Research vs Re-search

Carol Drumm

Carol Drumm

University of Otago in Wellington, New Zealand

Part of the Queen Elizabeth II scholarship Establishing Right Relations Program

Air New Zealand has discovered that most people have learned how to secure their seat belts and don’t require a live demonstration on how to buckle up. So, instead of having a flight attendant stand at the front of the plane with a seatbelt, the airline has a swanky safety video. Seven weeks ago as I settled into my seat for a 14 hour flight, I watched a group of men in black suits dance their way through an entertaining safety briefing on the screen in front of me:

It took me until the end of the video when Air New Zealand thanked the All Blacks rugby team to realize the “men in black” in the video were the members of New Zealand’s rugby team (something that I haven’t confessed to anyone here). Rugby in New Zealand is the equivalent of hockey in Canada. I quickly learned one of the most patriotic things you can do as a New Zealander is watch an All Blacks game. Not into sports? Never watched a rugby match before? That’s ok. I figured out that if you scream at the TV when everyone else in the room does you’ll fit right in.

There was one part of the game that caught my attention. After both teams had sung their national anthems, the All Blacks stood facing their opponents and performed a haka (see below). The haka is a Māori war dance which displays a tribe’s pride and strength. The All Blacks team has been taught how to perform the haka with precision and intensity. This is one instance of the vibrancy of Māori culture that I have experienced during my time in Wellington.

I am part of the Establishing Right Relations stream of the Queen Elizabeth II Scholars program.

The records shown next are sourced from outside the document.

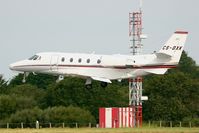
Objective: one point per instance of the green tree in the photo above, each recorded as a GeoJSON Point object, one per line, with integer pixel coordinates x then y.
{"type": "Point", "coordinates": [29, 116]}
{"type": "Point", "coordinates": [7, 106]}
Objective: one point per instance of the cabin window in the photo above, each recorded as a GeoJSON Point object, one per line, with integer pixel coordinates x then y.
{"type": "Point", "coordinates": [88, 60]}
{"type": "Point", "coordinates": [62, 59]}
{"type": "Point", "coordinates": [79, 60]}
{"type": "Point", "coordinates": [98, 61]}
{"type": "Point", "coordinates": [71, 59]}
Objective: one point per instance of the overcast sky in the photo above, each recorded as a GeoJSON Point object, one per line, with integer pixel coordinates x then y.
{"type": "Point", "coordinates": [31, 26]}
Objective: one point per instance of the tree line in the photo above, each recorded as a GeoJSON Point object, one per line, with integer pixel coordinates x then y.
{"type": "Point", "coordinates": [172, 97]}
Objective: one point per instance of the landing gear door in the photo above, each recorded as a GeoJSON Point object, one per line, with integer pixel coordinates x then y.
{"type": "Point", "coordinates": [54, 63]}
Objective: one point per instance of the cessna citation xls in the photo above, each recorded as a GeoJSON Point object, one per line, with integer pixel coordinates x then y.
{"type": "Point", "coordinates": [105, 68]}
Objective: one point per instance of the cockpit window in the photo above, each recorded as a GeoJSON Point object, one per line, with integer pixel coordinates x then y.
{"type": "Point", "coordinates": [35, 57]}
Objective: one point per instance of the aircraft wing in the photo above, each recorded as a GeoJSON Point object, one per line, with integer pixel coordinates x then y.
{"type": "Point", "coordinates": [95, 75]}
{"type": "Point", "coordinates": [102, 79]}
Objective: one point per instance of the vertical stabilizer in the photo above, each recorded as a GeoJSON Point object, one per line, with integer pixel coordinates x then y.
{"type": "Point", "coordinates": [174, 46]}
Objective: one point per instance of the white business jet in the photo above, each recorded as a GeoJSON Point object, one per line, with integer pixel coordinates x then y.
{"type": "Point", "coordinates": [105, 68]}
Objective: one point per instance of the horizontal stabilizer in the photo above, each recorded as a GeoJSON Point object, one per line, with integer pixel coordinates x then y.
{"type": "Point", "coordinates": [163, 56]}
{"type": "Point", "coordinates": [102, 79]}
{"type": "Point", "coordinates": [157, 71]}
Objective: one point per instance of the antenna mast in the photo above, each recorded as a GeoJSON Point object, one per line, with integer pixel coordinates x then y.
{"type": "Point", "coordinates": [135, 84]}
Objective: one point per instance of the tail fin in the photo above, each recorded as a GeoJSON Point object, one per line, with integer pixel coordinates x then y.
{"type": "Point", "coordinates": [174, 46]}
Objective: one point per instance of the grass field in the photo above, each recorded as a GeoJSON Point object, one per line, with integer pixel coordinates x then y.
{"type": "Point", "coordinates": [98, 130]}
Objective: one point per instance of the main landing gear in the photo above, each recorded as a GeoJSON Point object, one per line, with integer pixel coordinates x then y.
{"type": "Point", "coordinates": [88, 84]}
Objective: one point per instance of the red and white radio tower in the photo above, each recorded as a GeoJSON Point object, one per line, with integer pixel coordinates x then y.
{"type": "Point", "coordinates": [135, 84]}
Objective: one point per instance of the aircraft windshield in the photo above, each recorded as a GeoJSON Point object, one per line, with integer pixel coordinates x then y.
{"type": "Point", "coordinates": [35, 57]}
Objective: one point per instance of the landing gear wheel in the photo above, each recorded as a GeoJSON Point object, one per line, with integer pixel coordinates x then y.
{"type": "Point", "coordinates": [104, 84]}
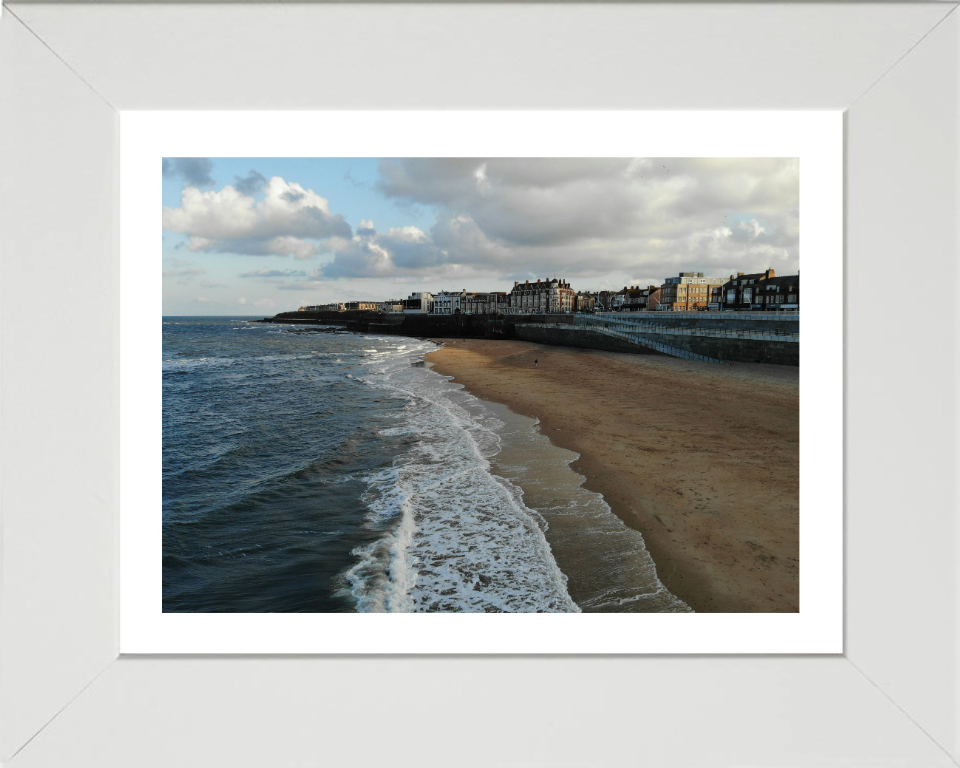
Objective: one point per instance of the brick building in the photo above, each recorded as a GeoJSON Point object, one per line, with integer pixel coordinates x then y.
{"type": "Point", "coordinates": [690, 291]}
{"type": "Point", "coordinates": [778, 293]}
{"type": "Point", "coordinates": [486, 303]}
{"type": "Point", "coordinates": [740, 291]}
{"type": "Point", "coordinates": [542, 297]}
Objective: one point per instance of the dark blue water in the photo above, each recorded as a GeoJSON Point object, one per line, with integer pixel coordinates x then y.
{"type": "Point", "coordinates": [266, 440]}
{"type": "Point", "coordinates": [311, 469]}
{"type": "Point", "coordinates": [323, 471]}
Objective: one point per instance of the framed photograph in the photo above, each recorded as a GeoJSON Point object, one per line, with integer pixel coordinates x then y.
{"type": "Point", "coordinates": [95, 670]}
{"type": "Point", "coordinates": [441, 519]}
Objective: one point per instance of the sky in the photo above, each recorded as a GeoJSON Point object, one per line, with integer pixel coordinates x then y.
{"type": "Point", "coordinates": [257, 236]}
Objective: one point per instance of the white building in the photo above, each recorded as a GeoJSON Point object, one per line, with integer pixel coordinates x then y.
{"type": "Point", "coordinates": [419, 303]}
{"type": "Point", "coordinates": [449, 303]}
{"type": "Point", "coordinates": [543, 296]}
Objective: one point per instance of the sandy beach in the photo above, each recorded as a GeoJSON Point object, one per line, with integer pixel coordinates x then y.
{"type": "Point", "coordinates": [702, 459]}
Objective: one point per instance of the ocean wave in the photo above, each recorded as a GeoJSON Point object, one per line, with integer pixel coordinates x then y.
{"type": "Point", "coordinates": [454, 536]}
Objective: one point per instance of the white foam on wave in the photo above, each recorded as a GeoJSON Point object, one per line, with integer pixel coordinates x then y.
{"type": "Point", "coordinates": [455, 537]}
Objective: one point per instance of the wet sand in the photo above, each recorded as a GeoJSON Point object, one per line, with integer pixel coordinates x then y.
{"type": "Point", "coordinates": [702, 459]}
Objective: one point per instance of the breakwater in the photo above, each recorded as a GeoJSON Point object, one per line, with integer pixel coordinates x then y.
{"type": "Point", "coordinates": [727, 336]}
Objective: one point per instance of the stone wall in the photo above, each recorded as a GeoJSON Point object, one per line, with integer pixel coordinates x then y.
{"type": "Point", "coordinates": [730, 349]}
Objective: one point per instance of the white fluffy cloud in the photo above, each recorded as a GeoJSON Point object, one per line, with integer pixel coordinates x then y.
{"type": "Point", "coordinates": [595, 217]}
{"type": "Point", "coordinates": [288, 221]}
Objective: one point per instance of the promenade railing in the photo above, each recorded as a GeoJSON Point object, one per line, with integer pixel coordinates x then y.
{"type": "Point", "coordinates": [635, 338]}
{"type": "Point", "coordinates": [645, 325]}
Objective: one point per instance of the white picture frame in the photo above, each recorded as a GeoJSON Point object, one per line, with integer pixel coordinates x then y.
{"type": "Point", "coordinates": [66, 697]}
{"type": "Point", "coordinates": [815, 139]}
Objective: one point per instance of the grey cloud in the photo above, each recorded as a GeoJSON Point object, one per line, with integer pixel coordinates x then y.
{"type": "Point", "coordinates": [590, 216]}
{"type": "Point", "coordinates": [250, 184]}
{"type": "Point", "coordinates": [275, 273]}
{"type": "Point", "coordinates": [193, 170]}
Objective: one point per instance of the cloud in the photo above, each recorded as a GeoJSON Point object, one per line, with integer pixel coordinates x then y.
{"type": "Point", "coordinates": [193, 170]}
{"type": "Point", "coordinates": [587, 217]}
{"type": "Point", "coordinates": [752, 227]}
{"type": "Point", "coordinates": [188, 272]}
{"type": "Point", "coordinates": [287, 222]}
{"type": "Point", "coordinates": [252, 183]}
{"type": "Point", "coordinates": [275, 273]}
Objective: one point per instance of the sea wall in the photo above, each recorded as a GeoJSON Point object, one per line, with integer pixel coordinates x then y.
{"type": "Point", "coordinates": [731, 349]}
{"type": "Point", "coordinates": [579, 337]}
{"type": "Point", "coordinates": [710, 334]}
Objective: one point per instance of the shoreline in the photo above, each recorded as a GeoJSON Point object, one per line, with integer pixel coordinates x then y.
{"type": "Point", "coordinates": [702, 460]}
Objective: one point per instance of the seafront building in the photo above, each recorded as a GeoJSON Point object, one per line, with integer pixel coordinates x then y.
{"type": "Point", "coordinates": [632, 299]}
{"type": "Point", "coordinates": [763, 291]}
{"type": "Point", "coordinates": [448, 302]}
{"type": "Point", "coordinates": [689, 291]}
{"type": "Point", "coordinates": [419, 303]}
{"type": "Point", "coordinates": [542, 297]}
{"type": "Point", "coordinates": [486, 303]}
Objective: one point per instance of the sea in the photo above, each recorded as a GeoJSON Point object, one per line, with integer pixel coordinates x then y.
{"type": "Point", "coordinates": [311, 469]}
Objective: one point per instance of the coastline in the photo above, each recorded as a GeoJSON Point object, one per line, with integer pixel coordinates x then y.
{"type": "Point", "coordinates": [702, 460]}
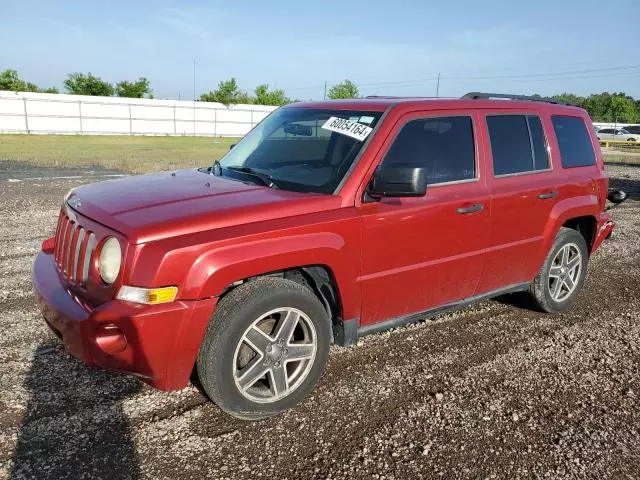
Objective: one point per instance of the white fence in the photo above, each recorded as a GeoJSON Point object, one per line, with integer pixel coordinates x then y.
{"type": "Point", "coordinates": [44, 113]}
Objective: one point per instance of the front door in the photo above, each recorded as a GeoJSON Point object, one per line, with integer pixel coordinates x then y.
{"type": "Point", "coordinates": [421, 253]}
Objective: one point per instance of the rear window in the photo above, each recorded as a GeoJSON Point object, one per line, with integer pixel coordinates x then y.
{"type": "Point", "coordinates": [575, 145]}
{"type": "Point", "coordinates": [517, 144]}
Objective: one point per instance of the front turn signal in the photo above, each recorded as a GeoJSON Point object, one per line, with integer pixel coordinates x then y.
{"type": "Point", "coordinates": [148, 296]}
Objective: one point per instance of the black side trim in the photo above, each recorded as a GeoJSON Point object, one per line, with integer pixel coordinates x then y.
{"type": "Point", "coordinates": [345, 333]}
{"type": "Point", "coordinates": [416, 317]}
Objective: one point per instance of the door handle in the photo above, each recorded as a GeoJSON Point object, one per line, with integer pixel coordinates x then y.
{"type": "Point", "coordinates": [476, 207]}
{"type": "Point", "coordinates": [546, 195]}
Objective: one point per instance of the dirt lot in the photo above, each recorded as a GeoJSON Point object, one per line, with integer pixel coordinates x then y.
{"type": "Point", "coordinates": [494, 391]}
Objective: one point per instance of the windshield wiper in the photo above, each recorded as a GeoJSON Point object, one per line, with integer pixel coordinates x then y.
{"type": "Point", "coordinates": [263, 177]}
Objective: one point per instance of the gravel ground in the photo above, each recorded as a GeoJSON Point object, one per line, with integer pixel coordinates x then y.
{"type": "Point", "coordinates": [493, 391]}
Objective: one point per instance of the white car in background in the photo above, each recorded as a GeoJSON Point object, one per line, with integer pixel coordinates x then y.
{"type": "Point", "coordinates": [617, 134]}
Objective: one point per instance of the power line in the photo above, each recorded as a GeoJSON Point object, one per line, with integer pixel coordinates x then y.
{"type": "Point", "coordinates": [533, 75]}
{"type": "Point", "coordinates": [545, 76]}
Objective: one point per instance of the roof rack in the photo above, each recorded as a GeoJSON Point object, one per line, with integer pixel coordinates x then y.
{"type": "Point", "coordinates": [394, 96]}
{"type": "Point", "coordinates": [483, 95]}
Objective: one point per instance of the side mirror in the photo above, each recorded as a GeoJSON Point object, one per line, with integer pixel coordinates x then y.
{"type": "Point", "coordinates": [398, 181]}
{"type": "Point", "coordinates": [617, 196]}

Most of the projects in this stream are concerned with Indigenous development and policy. I am reluctant to use the word “research,” especially as a non-Indigenous researcher. One of the first things that I was given to read at work was Decolonizing Methodologies by Linda Smith. Smith explains how the word “research” “is probably one of the dirtiest words in the indigenous world’s vocabulary.” Research can be considered an extension of European colonialism, as settlers often studied Indigenous people as if they were sub-human, stole their knowledge without giving them recognition, and regarded Indigenous ways of knowledge production as amateur.

My supervisor, Dr. Fiona Cram, is a Māori woman and works under a Kaupapa Māori research paradigm which literally means by Māori for Māori. The methodology used in Kaupapa Māori is different from the research methods used within the Western academy. For the vast majority of my assignments during undergrad, I have been told to use MLA, APA, footnotes, endnotes, academic sources, etc., and that discussion about my lived experience and knowledge produced through discussion with friends are considered inappropriate. However, during my time here I have been encouraged to do my research by going out into the community and talking to people. These discussions are considered to be more valuable than academic articles written by scholars who have no lived experience in the area of study.

I have been on a steep learning curve since watching that safety video. I have learned that only a tourist uses an umbrella in Wellington because the wind will probably break it before you get it up, the term “yield to pedestrians” doesn’t exist here which makes crossing the road quite an experience, and if you decide to go to one of the few Starbucks in the city instead of the hundreds of independent coffee shops you will be judged. The most challenging part has been learning that research is not about the number of academic sources you can cite; rather it should be understood as “re-search” which, Fiona explains, is walking familiar paths with more formal questions.